The Supreme Court granted expedited interlocutory review of the Commonwealth Court’s April 3, 2019 order. Appellant Attorney General Shapiro argues: that the Commonwealth Court misread Shapiro and the consent decrees, that the general principles outlined in Shapiro concerning the inability to vary the terms of an agreement absent fraud, accident, or mistake have no application here because the Attorney General is invoking the modification provisions of the consent decrees to ask the court to extend the consent decrees for public interest reasons; that nothing in Shapiro suggests that the court is powerless to modify the consent decrees by extending them; and that extension through modification is critical because absent extension, UPMC’s demand for up-front and in-full payment will effectively deny access to healthcare to hundreds of thousands of Pennsylvanians who lack the financial wherewithal to satisfy UPMC’s payment terms. Further, because the June 30, 2019 termination date is now only six weeks away, the Attorney General is requesting the court to extend the consent decrees until the Commonwealth Court resolves the Attorney General’s modification petition on the merits and there is a final unappealable decision.

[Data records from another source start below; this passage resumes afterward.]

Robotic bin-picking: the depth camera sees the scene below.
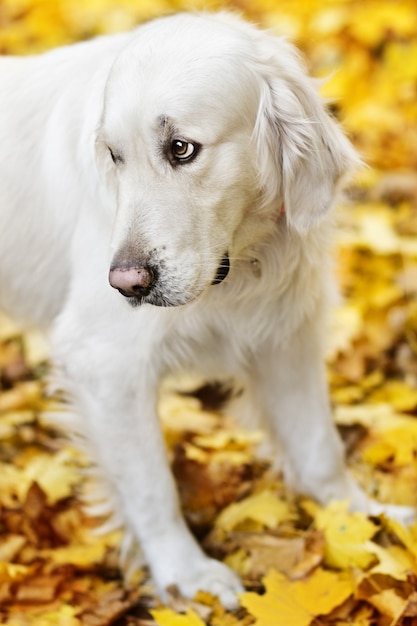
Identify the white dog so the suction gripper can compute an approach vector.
[0,13,410,606]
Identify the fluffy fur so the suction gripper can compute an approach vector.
[0,8,410,606]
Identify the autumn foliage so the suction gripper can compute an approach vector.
[0,0,417,626]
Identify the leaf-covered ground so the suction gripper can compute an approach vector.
[0,0,417,626]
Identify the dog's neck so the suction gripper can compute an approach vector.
[249,204,285,278]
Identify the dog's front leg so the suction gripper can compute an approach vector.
[250,313,369,511]
[249,313,416,523]
[50,312,242,607]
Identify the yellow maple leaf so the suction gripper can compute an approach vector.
[315,502,378,569]
[365,541,416,580]
[240,569,353,626]
[216,489,292,530]
[150,608,205,626]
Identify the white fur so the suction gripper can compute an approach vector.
[0,13,410,606]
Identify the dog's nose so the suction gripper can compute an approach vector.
[211,252,230,285]
[109,266,155,298]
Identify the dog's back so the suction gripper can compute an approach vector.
[0,35,130,326]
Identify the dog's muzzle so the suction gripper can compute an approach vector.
[109,266,156,298]
[211,252,230,285]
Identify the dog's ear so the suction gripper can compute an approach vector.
[255,35,360,231]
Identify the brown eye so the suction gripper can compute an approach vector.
[108,146,124,164]
[171,139,196,161]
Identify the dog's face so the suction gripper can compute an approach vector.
[97,15,356,306]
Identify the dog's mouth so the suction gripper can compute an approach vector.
[109,253,230,307]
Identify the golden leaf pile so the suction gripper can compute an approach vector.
[0,0,417,626]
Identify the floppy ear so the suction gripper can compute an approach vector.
[255,34,360,231]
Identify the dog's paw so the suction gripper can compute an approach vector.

UPMC argues in response that “modification” as used in the consent decrees is simply not broad enough to encompass elimination of the agreed-upon termination date that is central to a process that always was intended to be a transition period, and that allowing the consent decrees to be extended indefinitely under the guise of “modification” would destroy the very basis for and purpose of the consent decrees. UPMC also argues that the modifications the Attorney General proposes conflict with federal health care law, and that his characterizations of the consequences of termination are “scare tactics” that do not reflect the reality that patients have voluntarily chosen and had five years to prepare for. UPMC also vigorously opposes the Attorney General’s request for an extension of the consent decrees’ June 30, 2019 termination date pending final court resolution of the petition to modify, arguing that even minimal adjustment to the June 30, 2019 end date will upset long-settled expectations.
In reply, the Attorney General argues that the guiding principle of the consent decrees is the public interest, that UPMC is a charitable institution that has now decided to place profit over its mission, and that the court’s King’s Bench powers provide ample authority to prevent termination of the consent decrees pending resolution of the Attorney General’s modification petition, “so as to avoid UPMC prevailing, not on the merits, but through attrition.” Reply Br. at 5.